- Glenburnie
- Coordinates: 37°50′27″S 140°51′27″E﻿ / ﻿37.840853°S 140.857402°E
- Population: 396 (SAL 2021)
- Established: 1999
- Postcode(s): 5291
- Time zone: ACST (UTC+9:30)
- • Summer (DST): ACST (UTC+10:30)
- Location: 385 km (239 mi) south-east of Adelaide ; 9.3 km (6 mi) east of Mount Gambier ;
- LGA(s): District Council of Grant; City of Mount Gambier;
- Region: Limestone Coast
- County: Grey
- State electorate(s): Mount Gambier
- Federal division(s): Barker
| Mean max temp | Mean min temp | Annual rainfall |
| 19.0 °C 66 °F | 8.2 °C 47 °F | 710.9 mm 28 in |
Suburbs around Glenburnie:
| Worrolong | Mil-lel | Strathdownie |
| Mount Gambier | Glenburnie | Mumbannar |
| Yahl | Yahl | Caroline |
- Footnotes: Locations Adjoining localities

= Glenburnie, South Australia =

Glenburnie is an eastern suburb of Mount Gambier.

Its boundaries were created in 1999 for the "long established name" which derives from an early homestead in the area. Its boundaries align in part in the north with the Glenelg Highway, in part to the south with both the Princes Highway and the Mount Gambier-Heywood railway line which closed to freight 11 April 1995 and used for Limestone Coast Railway tourist services to the border until 20 March 1999, and with the state border with Victoria to the east.

The Racecourse known as the Allan Scott Glenburnie Racecourse and the Borderline Speedway are located in Glenburnie.
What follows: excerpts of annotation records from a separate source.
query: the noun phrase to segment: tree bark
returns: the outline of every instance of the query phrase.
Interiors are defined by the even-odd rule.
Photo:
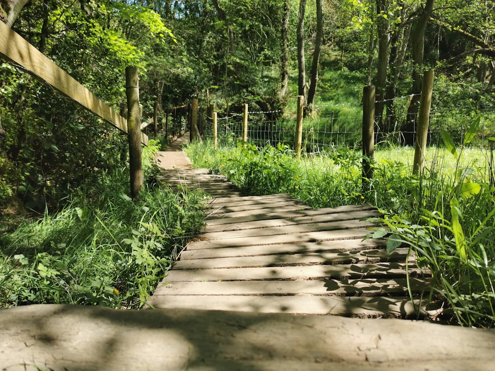
[[[320,62],[320,53],[321,44],[323,41],[323,13],[321,0],[316,1],[316,40],[314,43],[314,51],[313,53],[313,61],[311,67],[311,80],[309,91],[308,92],[308,104],[314,105],[314,97],[318,85],[318,67]]]
[[[386,0],[376,0],[377,28],[378,30],[378,60],[376,75],[376,102],[375,118],[378,127],[383,129],[383,109],[385,107],[387,72],[389,62],[389,21],[387,14]]]
[[[230,23],[229,22],[229,18],[227,17],[227,14],[220,6],[218,3],[218,0],[212,0],[215,8],[216,9],[217,14],[218,15],[218,19],[225,22],[225,27],[227,27],[227,33],[229,37],[229,51],[233,52],[235,50],[234,43],[234,31],[232,27],[230,27]]]
[[[397,123],[394,103],[397,95],[397,84],[400,77],[410,32],[411,25],[409,24],[397,30],[391,40],[392,47],[390,49],[389,62],[389,84],[385,94],[387,117],[384,123],[383,129],[385,133],[394,131]]]
[[[297,17],[297,94],[304,97],[306,100],[306,61],[304,59],[304,13],[306,0],[299,1],[299,14]],[[305,104],[304,104],[305,105]]]
[[[420,14],[416,21],[411,39],[412,41],[412,89],[413,96],[407,110],[406,123],[403,128],[404,144],[414,145],[416,122],[419,108],[419,94],[421,92],[422,84],[422,68],[424,56],[425,31],[426,25],[431,16],[435,5],[435,0],[427,0],[424,7],[420,10]]]
[[[289,20],[291,14],[289,0],[284,1],[285,12],[282,27],[282,53],[280,58],[280,77],[282,84],[279,96],[281,99],[285,97],[289,86]]]

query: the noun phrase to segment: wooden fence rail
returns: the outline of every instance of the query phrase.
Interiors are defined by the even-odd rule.
[[[0,22],[0,57],[27,72],[124,133],[127,120],[54,63],[38,49]],[[148,137],[141,135],[148,145]]]

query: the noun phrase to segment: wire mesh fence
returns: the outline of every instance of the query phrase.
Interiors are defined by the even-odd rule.
[[[386,106],[384,114],[375,117],[375,142],[378,145],[411,145],[416,140],[416,115],[408,113],[406,103],[411,96],[398,97],[395,105]],[[387,101],[383,101],[387,103]],[[461,143],[464,133],[474,118],[482,117],[482,127],[472,145],[487,148],[488,138],[495,136],[495,107],[482,109],[463,107],[453,112],[437,104],[430,114],[429,146],[441,145],[442,129],[446,130],[455,143]],[[471,110],[471,114],[462,113]],[[302,148],[307,153],[317,153],[335,150],[340,147],[350,148],[361,146],[362,106],[360,102],[341,105],[316,105],[303,121]],[[258,147],[278,143],[294,148],[296,126],[295,117],[280,118],[278,111],[249,111],[248,118],[248,141]],[[204,115],[204,138],[213,138],[212,119]],[[201,121],[200,120],[200,121]],[[218,144],[232,146],[243,138],[242,113],[228,115],[218,114]]]

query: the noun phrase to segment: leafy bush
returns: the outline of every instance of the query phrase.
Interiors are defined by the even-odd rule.
[[[153,156],[155,144],[151,142],[145,159]],[[133,201],[126,195],[128,179],[126,169],[108,171],[75,190],[59,212],[3,225],[0,307],[146,305],[182,246],[204,224],[203,197],[149,186]]]

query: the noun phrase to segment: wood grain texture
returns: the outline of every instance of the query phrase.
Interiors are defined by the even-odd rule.
[[[163,175],[169,185],[214,197],[203,206],[203,232],[181,253],[150,306],[373,318],[425,315],[423,298],[428,297],[431,273],[417,266],[407,247],[389,253],[386,239],[365,239],[382,216],[375,208],[313,209],[288,194],[243,196],[225,177],[208,173]]]
[[[62,94],[97,115],[124,133],[127,120],[83,86],[36,47],[0,22],[0,56],[25,69]],[[143,144],[148,138],[143,134]]]

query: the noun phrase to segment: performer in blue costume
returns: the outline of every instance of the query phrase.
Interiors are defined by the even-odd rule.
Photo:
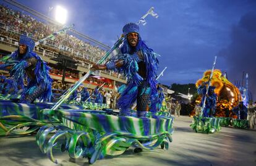
[[[126,89],[117,101],[120,115],[131,115],[130,107],[137,99],[137,116],[145,117],[149,99],[155,98],[157,54],[142,41],[137,23],[129,23],[122,28],[125,36],[121,52],[105,65],[94,65],[92,70],[113,70],[128,78]]]
[[[90,93],[87,91],[87,88],[83,88],[82,91],[82,101],[85,101],[88,98],[90,98]],[[90,102],[90,99],[87,100],[88,102]]]
[[[163,88],[158,85],[156,89],[158,92],[155,94],[155,99],[151,101],[150,105],[150,111],[153,114],[155,114],[161,109],[163,101],[164,99],[164,95],[163,93]]]
[[[200,104],[201,107],[203,106],[205,98],[207,98],[205,101],[205,107],[203,110],[203,117],[211,117],[215,114],[215,106],[217,101],[217,95],[214,93],[215,89],[215,86],[210,86],[208,94],[205,94],[207,93],[207,86],[205,83],[203,83],[197,89],[197,93],[199,94],[202,95],[202,102]]]
[[[93,96],[95,98],[95,102],[96,103],[100,103],[102,104],[103,102],[103,97],[102,96],[101,94],[98,90],[98,86],[96,87],[94,89]]]
[[[49,101],[51,96],[52,79],[49,75],[49,67],[33,51],[35,42],[32,39],[22,35],[19,49],[4,59],[5,64],[0,69],[10,71],[10,76],[18,86],[27,86],[21,94],[20,102],[32,103],[36,99]]]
The Mount Gambier Greyhound Racing Club held greyhound racing meetings at the racecourse from 21 July 1979 until November 1996. The Club moved a short distance to the west to a purpose-built complex called the Tara Raceway at 161 Lake Terrace East.

Glenburnie is located within the federal Division of Barker, the state electoral district of Mount Gambier and the local government areas of the District Council of Grant and the City of Mount Gambier. It also part of Mount Gambier's urban sprawl.